Y/o La verdadera y triste historia de la Milita desalmada y de sus muchachas desdichadas.
Y/o El culto a Milita y el dar placer a los extraños.
Y/o: aquí tener celos es pecado mortal.
En un rincón perdido de la memoria de la humanidad, las piedras de Babilonia guardan el eco de rituales insólitos. No es necesario ser griego para que tiemble el suelo bajo los pies al recordar la costumbre de las mujeres babilónicas de cohabitar con extraños frente al altar de la diosa Milita. Un rito que, lejos de lo romántico, nos presenta una versión cruda del deseo humano y la entrega al cosmos.
Heródoto, el cronista de las antigüedades, dejó testimonio de este acto. Cada mujer debía, al menos una vez en su vida, ofrecerse a un extranjero, como si en ese intercambio efímero se sellara su vínculo con la divinidad. Para ellas, el templo no era solo un lugar de culto, sino el escenario de una ofrenda mística, donde el cuerpo se entregaba a lo sagrado.
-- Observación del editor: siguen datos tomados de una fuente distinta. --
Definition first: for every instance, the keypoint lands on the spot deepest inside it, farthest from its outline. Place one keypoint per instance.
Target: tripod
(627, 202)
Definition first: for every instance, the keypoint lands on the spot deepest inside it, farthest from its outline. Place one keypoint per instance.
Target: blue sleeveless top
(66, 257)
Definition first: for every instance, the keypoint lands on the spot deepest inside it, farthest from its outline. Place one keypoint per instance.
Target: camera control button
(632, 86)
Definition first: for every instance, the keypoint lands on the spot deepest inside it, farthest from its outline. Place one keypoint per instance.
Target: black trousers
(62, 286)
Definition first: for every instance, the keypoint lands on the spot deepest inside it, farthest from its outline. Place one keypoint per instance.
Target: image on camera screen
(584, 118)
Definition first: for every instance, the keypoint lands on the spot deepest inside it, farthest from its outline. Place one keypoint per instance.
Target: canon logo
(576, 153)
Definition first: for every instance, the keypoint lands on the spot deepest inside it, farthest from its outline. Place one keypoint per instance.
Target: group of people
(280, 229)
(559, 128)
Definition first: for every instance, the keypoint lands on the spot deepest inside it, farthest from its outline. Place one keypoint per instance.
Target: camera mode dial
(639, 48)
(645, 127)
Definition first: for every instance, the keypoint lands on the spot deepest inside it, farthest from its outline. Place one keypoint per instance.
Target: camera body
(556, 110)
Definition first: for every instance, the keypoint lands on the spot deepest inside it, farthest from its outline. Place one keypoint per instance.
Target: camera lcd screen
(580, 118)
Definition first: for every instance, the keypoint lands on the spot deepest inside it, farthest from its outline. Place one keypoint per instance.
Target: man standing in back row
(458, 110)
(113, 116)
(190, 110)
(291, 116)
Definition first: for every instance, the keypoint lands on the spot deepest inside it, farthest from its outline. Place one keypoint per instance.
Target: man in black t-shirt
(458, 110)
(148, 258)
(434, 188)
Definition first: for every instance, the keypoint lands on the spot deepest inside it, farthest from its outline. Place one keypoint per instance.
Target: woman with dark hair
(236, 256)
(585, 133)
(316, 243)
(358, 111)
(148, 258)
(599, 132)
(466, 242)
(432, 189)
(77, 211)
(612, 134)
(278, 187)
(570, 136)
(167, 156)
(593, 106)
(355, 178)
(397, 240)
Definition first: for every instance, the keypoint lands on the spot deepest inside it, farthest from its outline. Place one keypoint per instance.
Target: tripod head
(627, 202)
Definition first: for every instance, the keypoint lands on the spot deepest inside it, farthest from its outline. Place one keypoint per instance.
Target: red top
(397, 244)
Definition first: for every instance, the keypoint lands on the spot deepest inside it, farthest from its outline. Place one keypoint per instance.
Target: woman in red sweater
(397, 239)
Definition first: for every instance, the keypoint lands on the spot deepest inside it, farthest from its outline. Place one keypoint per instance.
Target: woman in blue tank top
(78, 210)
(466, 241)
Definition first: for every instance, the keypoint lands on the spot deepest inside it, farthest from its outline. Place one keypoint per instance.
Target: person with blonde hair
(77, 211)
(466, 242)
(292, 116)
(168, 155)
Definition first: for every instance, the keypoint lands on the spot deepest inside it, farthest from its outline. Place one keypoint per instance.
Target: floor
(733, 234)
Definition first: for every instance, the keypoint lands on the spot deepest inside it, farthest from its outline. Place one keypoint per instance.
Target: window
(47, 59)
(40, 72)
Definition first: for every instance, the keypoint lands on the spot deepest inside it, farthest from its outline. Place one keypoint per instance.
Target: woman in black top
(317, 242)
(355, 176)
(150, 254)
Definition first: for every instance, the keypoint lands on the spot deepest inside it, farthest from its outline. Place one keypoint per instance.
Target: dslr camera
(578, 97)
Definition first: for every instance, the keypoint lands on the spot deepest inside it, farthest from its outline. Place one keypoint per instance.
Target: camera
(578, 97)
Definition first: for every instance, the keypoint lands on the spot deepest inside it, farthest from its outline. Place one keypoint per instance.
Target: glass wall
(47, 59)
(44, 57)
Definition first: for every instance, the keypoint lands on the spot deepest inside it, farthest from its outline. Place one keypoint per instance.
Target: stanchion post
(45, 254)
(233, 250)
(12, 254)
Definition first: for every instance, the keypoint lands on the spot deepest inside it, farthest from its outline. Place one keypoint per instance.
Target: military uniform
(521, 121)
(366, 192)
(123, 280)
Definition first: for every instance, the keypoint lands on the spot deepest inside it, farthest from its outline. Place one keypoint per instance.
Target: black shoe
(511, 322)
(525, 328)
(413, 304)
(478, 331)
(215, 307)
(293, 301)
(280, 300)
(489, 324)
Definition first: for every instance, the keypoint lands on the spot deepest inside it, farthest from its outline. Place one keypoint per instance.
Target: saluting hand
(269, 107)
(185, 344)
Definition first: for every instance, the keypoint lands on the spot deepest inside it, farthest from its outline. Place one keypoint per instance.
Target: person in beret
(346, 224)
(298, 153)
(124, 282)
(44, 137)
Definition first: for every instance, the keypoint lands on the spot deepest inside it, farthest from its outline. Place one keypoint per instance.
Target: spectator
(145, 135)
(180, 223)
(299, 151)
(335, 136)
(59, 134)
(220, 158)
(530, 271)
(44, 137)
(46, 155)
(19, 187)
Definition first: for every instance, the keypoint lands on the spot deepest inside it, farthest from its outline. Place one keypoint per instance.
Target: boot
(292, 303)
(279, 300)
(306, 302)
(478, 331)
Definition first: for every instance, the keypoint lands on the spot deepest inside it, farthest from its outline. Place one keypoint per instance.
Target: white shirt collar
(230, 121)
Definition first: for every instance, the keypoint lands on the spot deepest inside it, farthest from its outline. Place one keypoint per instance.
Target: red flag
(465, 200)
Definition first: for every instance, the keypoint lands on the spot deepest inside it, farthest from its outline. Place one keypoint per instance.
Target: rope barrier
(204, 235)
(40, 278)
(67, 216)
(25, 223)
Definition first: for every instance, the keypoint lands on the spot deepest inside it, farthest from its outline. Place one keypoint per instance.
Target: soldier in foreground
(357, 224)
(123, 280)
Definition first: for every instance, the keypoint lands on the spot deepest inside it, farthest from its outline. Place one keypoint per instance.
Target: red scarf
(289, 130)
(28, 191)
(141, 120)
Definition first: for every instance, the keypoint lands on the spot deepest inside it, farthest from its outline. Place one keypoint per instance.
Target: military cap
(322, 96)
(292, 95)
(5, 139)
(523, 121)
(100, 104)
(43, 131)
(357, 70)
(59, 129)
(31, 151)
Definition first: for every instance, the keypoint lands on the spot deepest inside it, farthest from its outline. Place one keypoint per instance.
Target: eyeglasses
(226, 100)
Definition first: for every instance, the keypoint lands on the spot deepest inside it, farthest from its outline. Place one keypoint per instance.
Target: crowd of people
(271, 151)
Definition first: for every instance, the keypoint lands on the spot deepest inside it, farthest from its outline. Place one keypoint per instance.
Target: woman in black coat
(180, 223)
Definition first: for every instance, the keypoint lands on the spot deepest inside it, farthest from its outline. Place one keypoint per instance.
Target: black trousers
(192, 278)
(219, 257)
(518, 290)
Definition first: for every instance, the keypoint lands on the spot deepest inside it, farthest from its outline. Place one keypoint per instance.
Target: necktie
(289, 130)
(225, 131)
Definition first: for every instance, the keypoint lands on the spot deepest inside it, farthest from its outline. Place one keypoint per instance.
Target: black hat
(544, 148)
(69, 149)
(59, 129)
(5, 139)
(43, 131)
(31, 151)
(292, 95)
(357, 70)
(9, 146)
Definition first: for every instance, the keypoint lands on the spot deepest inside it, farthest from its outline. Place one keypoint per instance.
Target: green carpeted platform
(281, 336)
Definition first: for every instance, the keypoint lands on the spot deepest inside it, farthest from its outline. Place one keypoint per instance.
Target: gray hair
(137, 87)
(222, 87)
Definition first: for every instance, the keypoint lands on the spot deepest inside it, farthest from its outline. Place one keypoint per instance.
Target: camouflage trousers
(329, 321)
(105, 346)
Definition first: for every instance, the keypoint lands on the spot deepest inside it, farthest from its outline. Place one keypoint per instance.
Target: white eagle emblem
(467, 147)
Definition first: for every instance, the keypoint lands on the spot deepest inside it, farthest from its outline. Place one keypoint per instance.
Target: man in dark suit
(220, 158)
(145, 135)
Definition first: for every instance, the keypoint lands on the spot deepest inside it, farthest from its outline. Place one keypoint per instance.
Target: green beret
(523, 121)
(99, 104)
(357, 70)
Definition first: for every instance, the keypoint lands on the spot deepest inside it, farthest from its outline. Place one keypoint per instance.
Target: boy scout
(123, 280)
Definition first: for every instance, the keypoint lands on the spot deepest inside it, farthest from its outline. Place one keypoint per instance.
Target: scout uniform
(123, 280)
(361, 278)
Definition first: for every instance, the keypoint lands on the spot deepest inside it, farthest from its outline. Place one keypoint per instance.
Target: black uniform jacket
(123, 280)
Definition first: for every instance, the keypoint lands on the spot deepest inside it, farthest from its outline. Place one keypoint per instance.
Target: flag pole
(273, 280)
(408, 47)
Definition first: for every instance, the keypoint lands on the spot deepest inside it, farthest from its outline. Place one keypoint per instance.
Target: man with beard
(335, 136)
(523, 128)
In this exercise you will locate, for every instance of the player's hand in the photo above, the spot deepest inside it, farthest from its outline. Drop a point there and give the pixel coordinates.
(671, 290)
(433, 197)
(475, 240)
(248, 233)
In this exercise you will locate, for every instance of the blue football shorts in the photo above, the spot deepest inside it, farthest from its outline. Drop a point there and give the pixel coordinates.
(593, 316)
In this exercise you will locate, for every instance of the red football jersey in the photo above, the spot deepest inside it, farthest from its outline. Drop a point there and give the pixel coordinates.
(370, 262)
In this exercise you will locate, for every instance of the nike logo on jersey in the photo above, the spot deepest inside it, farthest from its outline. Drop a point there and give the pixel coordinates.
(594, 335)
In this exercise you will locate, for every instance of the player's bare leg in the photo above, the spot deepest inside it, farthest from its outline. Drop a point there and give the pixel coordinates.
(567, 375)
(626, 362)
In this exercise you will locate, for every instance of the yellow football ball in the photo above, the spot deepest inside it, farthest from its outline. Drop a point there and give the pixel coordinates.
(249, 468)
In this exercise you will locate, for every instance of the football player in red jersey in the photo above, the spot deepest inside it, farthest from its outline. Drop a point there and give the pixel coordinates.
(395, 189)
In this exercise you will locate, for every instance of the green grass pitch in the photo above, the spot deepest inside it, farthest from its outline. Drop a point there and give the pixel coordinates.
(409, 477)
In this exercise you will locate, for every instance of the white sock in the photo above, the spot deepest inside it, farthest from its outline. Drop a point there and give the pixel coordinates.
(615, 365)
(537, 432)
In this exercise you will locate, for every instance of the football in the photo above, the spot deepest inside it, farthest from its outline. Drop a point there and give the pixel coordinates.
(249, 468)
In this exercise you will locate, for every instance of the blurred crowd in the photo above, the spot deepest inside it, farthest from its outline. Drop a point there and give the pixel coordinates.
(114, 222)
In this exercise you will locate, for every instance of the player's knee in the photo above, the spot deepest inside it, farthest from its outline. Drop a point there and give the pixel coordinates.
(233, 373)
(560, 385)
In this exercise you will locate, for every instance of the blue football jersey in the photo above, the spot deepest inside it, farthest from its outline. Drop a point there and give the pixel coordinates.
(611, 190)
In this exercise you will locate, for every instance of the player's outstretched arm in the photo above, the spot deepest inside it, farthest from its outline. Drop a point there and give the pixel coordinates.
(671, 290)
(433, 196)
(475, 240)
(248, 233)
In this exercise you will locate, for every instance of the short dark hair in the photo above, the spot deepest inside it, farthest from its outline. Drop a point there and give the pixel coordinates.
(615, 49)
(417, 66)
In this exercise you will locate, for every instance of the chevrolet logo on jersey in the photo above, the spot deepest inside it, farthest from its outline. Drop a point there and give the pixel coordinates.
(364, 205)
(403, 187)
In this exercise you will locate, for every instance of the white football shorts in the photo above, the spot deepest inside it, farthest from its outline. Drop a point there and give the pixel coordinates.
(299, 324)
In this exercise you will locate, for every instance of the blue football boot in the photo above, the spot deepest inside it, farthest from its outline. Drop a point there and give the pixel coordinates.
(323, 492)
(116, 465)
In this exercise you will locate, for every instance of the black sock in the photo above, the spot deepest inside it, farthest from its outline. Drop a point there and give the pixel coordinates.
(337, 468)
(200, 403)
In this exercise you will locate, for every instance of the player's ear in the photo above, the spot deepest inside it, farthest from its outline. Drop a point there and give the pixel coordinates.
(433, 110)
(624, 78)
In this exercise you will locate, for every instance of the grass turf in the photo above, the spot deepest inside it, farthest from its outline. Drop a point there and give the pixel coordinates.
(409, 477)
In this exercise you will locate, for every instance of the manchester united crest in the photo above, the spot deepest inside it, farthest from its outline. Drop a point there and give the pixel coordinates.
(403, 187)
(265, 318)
La historia de la desdichada Milita y sus muchachas es mucho más que una anécdota antigua. Se trata de un relato impregnado de preguntas que resuenan hasta nuestros días. ¿Qué motivaba a aquellas mujeres a cumplir con este deber, esperando ser elegidas por la mirada de un forastero? Heródoto nos habla de un destino donde la belleza se convierte en maldición o bendición. Aquellas menos favorecidas podían pasar años enteros esperando la moneda de un extranjero, mientras otras, más afortunadas o deseadas, completaban el ciclo y regresaban a sus hogares, libres para siempre.
El acto de cohabitar con un extranjero, más allá de los tabúes y juicios modernos, era una ofrenda que trascendía lo físico. Era la unión de lo humano con lo divino, un encuentro donde los límites entre lo mundano y lo celestial se desdibujaban, dando paso a un vacío que solo la fe podía llenar. Aquí, tener celos no tenía lugar, pues la entrega era al cosmos mismo, y no a un simple hombre.
Nos queda, como imagen final, la diosa Milita, sensual y poderosa, observando desde su altar a aquellas mujeres que, en un acto de devoción, sellaban con su cuerpo el vínculo eterno entre lo humano y lo divino.